Week 2 task

Choose six recent popular movies. Ask at least five people that you know (friends, family, classmates, imaginary friends) to rate each of these movie that they have seen on a scale of 1 to 5. Take the results (observations) and store them in a SQL database. Load the information into an R dataframe. Your deliverables should include your SQL scripts and your R Markdown code, posted to GitHub.

Setup

# Load packages
library(RMySQL)
library(reshape2)
library(plyr)

Data initialization

Since this assignment is centered around using R with SQL, I have decided to enter initial data manually. Every year I attemp to watch all movies nominated as Best Picture for the Academy Awards. This data set includes my ratings and ratings of several review aggregators for 9 movies nominated this year.
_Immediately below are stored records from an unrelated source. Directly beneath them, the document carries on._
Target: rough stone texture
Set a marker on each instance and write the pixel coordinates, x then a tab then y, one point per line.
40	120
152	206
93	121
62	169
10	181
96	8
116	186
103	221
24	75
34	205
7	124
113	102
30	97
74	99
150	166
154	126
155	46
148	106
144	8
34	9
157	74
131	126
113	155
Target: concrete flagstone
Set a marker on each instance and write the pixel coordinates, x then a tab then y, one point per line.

movies <- c("Arrival", "Fences", "Hacksaw Ridge", "Hell or High Water", "Hidden Figures",
            "La La Land", "Lion", "Manchester by the Sea", "Moonlight")
ilya <- c(3, NA, 3, NA, 4, 3, 3, 5, 4)
imdb <- c(8.1, 7.5, 8.3, 7.7, 7.9, 8.5, 8, 8.2, 8.1)
rotten_tomatoes <- c(94, 95, 86, 98, 92, 93, 86, 96, 98)
google_users <- c(86, 83, 94, 91, 92, 89, 84, 74, 88)
metacritic <- c(81, 79, 71, 88, 74, 93, 69, 96, 99)
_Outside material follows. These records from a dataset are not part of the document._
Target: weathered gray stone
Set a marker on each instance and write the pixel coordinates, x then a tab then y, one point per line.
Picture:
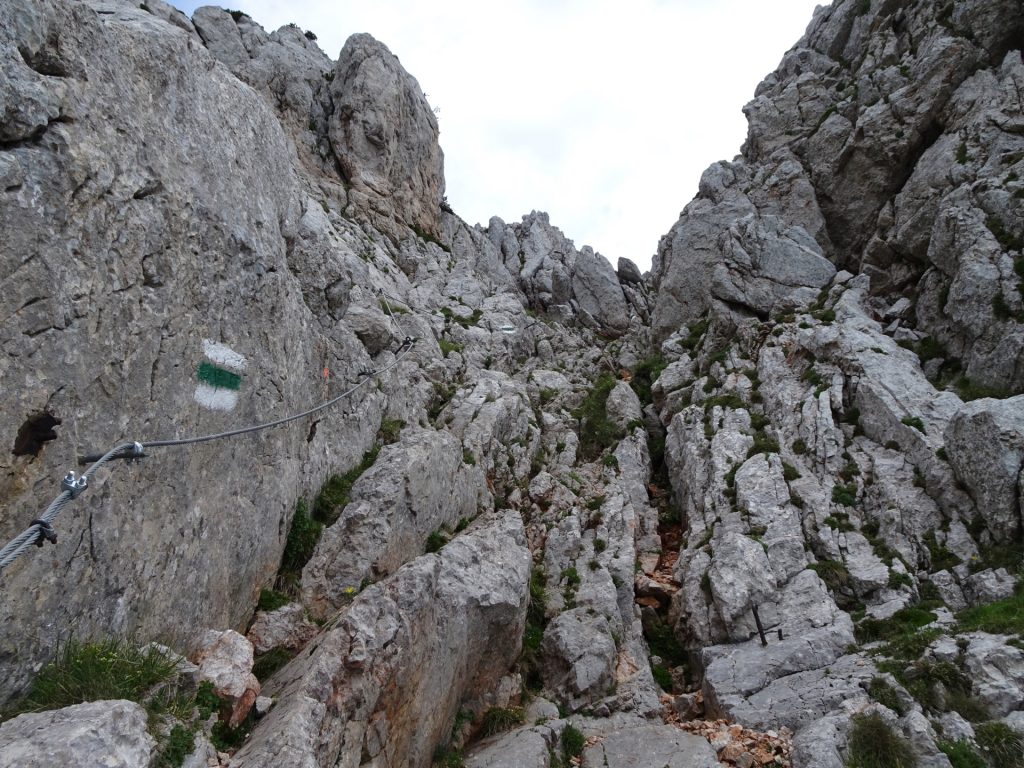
416	486
286	627
388	679
101	733
225	659
385	134
579	657
985	444
521	749
650	747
ratings <- data.frame(movies, ilya, imdb, rotten_tomatoes, google_users, metacritic)

# Normalize all ratings to a 5 point scale
ratings$imdb <- round(ratings$imdb / 2, 0)
ratings$rotten_tomatoes <- round(ratings$rotten_tomatoes / 20, 0)
ratings$google_users <- round(ratings$google_users / 20, 0)
ratings$metacritic <- round(ratings$metacritic / 20, 0)
knitr::kable(ratings, col.names = c("Movies", "My Ratings", "IMDB", "Rotten Tomatoes", "Google Users", "Metacritic"))
Movies My Ratings IMDB Rotten Tomatoes Google Users Metacritic
Arrival 3 4 5 4 4
Fences NA 4 5 4 4
Hacksaw Ridge 3 4 4 5 4
Hell or High Water NA 4 5 5 4
Hidden Figures 4 4 5 5 4
La La Land 3 4 5 4 5
Lion 3 4 4 4 3
Manchester by the Sea 5 4 5 4 5
Moonlight 4 4 5 4 5

Just for practicing I have decided to normalize the main table into three smaller tables containing information about movies, critics and ratings.

# Transpose the table
movie_ratings <- melt(ratings, id=c("movies"))
colnames(movie_ratings) <- c("movie", "critic", "rating")
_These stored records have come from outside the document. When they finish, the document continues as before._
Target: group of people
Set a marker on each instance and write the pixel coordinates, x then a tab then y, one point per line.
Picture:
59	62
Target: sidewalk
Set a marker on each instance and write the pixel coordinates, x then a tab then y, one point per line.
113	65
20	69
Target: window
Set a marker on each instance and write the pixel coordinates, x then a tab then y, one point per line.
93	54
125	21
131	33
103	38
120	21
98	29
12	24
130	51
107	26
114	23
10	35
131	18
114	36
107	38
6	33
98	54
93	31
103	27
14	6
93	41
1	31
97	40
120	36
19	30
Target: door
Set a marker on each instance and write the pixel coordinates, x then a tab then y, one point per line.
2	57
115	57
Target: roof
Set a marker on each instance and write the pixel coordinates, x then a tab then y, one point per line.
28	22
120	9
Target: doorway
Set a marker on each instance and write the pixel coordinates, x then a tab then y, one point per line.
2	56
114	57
# Extract unique movies and assign ID to each
movies <- data.frame(1:nlevels(movie_ratings$movie), levels(movie_ratings$movie))
colnames(movies) <- c("id", "movie")

# Extract unique critics and assign ID to each
critics <- data.frame(1:nlevels(movie_ratings$critic), levels(movie_ratings$critic))
colnames(critics) <- c("id", "critic")

# Add corresponding movie and critic IDs to ratings
movie_ratings <- join(movie_ratings, critics, by = "critic")
movie_ratings <- join(movie_ratings, movies, by = "movie")
# Drop unneeded columns
movie_ratings <- movie_ratings[ -c(1:2)]
# Add ID to ratings and adjust column names
movie_ratings <- data.frame(1:nrow(movie_ratings), movie_ratings)
colnames(movie_ratings) <- c("id", "rating", "critic_id", "movie_id")

# Adjust critic names
critics$critic <- as.character(critics$critic)
critics$critic[critics$critic == 'ilya'] <- 'Ilya Kats'
critics$critic[critics$critic == 'imdb'] <- 'IMDb'
critics$critic[critics$critic == 'rotten_tomatoes'] <- 'Rotten Tomatoes'
critics$critic[critics$critic == 'google_users'] <- 'Google Users'
critics$critic[critics$critic == 'metacritic'] <- 'Metacritic'
critics$critic <- as.factor(critics$critic)
Table 1. Movies
ID Movie
1 Arrival
2 Fences
3 Hacksaw Ridge
4 Hell or High Water
5 Hidden Figures
6 La La Land
7 Lion
8 Manchester by the Sea
9 Moonlight
Table 2. Critics
ID Critic
1 Ilya Kats
2 IMDb
3 Rotten Tomatoes
4 Google Users
5 Metacritic
Table 3. Ratings
ID Rating Critic ID Movie ID
1 3 1 1
2 NA 1 2
3 3 1 3
4 NA 1 4
5 4 1 5
6 3 1 6
7 3 1 7
8 5 1 8
9 4 1 9
10 4 2 1
11 4 2 2
12 4 2 3

Database connection

# Prompt for server username and password and establish connection
# getPass package is required

username <- readline("Please enter MySQL server username: ")
password <- getPass::getPass("Please enter MySQL server password: ")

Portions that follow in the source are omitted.